Magnetically Aligned Nanotubes in Nanocomposite Membranes for High-Performance Filtration Applications

P. Ignacio-de Leon, X. Chen, E. Rabe, M. Urgun-Demirtas, M. Puga, Z. Zhou, R. Brotzman
Argonne National Laboratory,
United States

Keywords: magnetic nanotube, vertically-aligned nanotube, iron cobalt oxide nanotube, nanocomposite membrane, lignin filtration


Nanocomposite membranes, with magnetic nanotubes embedded in polyethersulfone (PES) membrane to form a permselective layer on microporous supports, are reported in this study for potential applications in wastewater treatment. Two new processes, alignment of nanotubes with an external magnetic field and post-synthesis enzyme treatment, were employed in membrane fabrication. Iron cobalt oxide (Fe2CoO4) nanotubes, with 20-25 nm diameter and aspect ratio ca. 10,000, function as nanochannels spanning the permselective layer. Pure water flux values of 9.4 and 4.8 L/m2-h through membranes with vertically-aligned and randomly-oriented nanotubes, respectively, were obtained at 40 psi.
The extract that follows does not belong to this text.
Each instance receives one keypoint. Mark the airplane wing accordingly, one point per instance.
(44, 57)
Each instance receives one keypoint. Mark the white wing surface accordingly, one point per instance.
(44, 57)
These membranes were used to filter lignin, a contaminant in effluent wastewater from paper and mill industries and lignocellulosic biofuels production. The lignin % rejection from a 10,000 ppm feed at 40 psi through a PES support increases from 7.3% to 39.1% (5.3x higher) and 62.8% (8.6x higher) through membranes prepared with and without a magnetic field, respectively.